Considering the compression of the cavernosum of the penis, in order to avoid postoperative stenosis, the intraoperative urethral meatus forming, when the flap or graft is anastomosed with the urethra, it is necessary to form an ‘ectropion’ state as far as possible, to achieve over‐correction, to leave room for post‐operative contracture, and to avoid the newly formed urethral meatus contracting and narrowing again. This technique involves carefully dissecting the stricture segment and preserving the glans and coronal sulcus integrity, leading to a natural and aesthetically pleasing penile appearance. The intact glans structure provides solid support for the new urethra, which may help reduce post‐operative diverticula and urinary fistula.21 The glans tunnel urethroplasty for meatal and fossa navicularis strictures aligns with penile anatomy and provides patient satisfaction with urination and appearance. Because stricture length is positively correlated with severe cavernous fibrosis, resulting in poorer outcomes, and the glans tunnel technique requires a smaller flap, it is suitable even for patients without phimosis or after circumcision, without increasing the risk of donor site complications. Neighbouring flaps are easily transferable and highly reliable.
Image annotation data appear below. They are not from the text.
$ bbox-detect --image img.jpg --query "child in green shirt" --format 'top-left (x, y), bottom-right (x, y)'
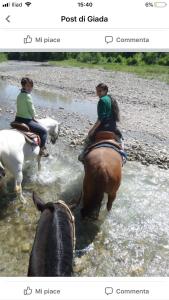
top-left (15, 77), bottom-right (49, 157)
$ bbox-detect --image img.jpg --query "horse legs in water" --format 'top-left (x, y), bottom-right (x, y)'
top-left (10, 156), bottom-right (26, 204)
top-left (37, 155), bottom-right (41, 172)
top-left (107, 192), bottom-right (116, 211)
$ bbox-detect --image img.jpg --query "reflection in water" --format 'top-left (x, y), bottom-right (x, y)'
top-left (0, 158), bottom-right (169, 276)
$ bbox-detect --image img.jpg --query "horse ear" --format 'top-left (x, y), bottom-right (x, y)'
top-left (32, 192), bottom-right (45, 212)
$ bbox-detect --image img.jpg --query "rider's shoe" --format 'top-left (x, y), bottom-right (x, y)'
top-left (39, 147), bottom-right (49, 157)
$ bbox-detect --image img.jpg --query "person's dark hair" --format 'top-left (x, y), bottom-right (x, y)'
top-left (109, 95), bottom-right (120, 122)
top-left (21, 77), bottom-right (33, 87)
top-left (96, 83), bottom-right (120, 122)
top-left (96, 83), bottom-right (109, 93)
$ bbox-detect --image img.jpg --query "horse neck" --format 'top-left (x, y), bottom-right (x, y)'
top-left (30, 209), bottom-right (73, 277)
The key to success in this technique includes (1) sufficient tunnelling space, (2) preservation of flap blood supply and overcorrection of contraction to mitigate inevitable contraction, (3) the urethral scar was fully excised to reduce fibrosis and provide a stable new urethra, and (4) preservation of the complete glans anatomy to reduce diverticula and avoid urine leakage. This technique shows good results in urination and does not negatively affect sexual function. Similar glans‐preserving techniques using oral mucosa flaps also achieve good results.22, 23, 24 Nevertheless, if the stricture is because of LS, combining oral mucosa with the tunnel may prevent disease progression.25 For patients who refuse urethral repair surgery, paclitaxel‐coated balloons (PCBs) can be used as a preferred minimally invasive alternative. However, whether different anatomical locations are suitable for anterior urethral strictures still requires further research.26
Current limitations of this study include its single‐centre retrospective design, relatively small patient sample and short follow‐up duration. Additionally, there is no consensus on the definition of urethroplasty success, and post‐operative assessment methods are limited. Therefore, long‐term follow‐up is essential to clarify surgical efficacy.
CONFLICT OF INTEREST STATEMENT
The authors have no conflicts of interest to disclose.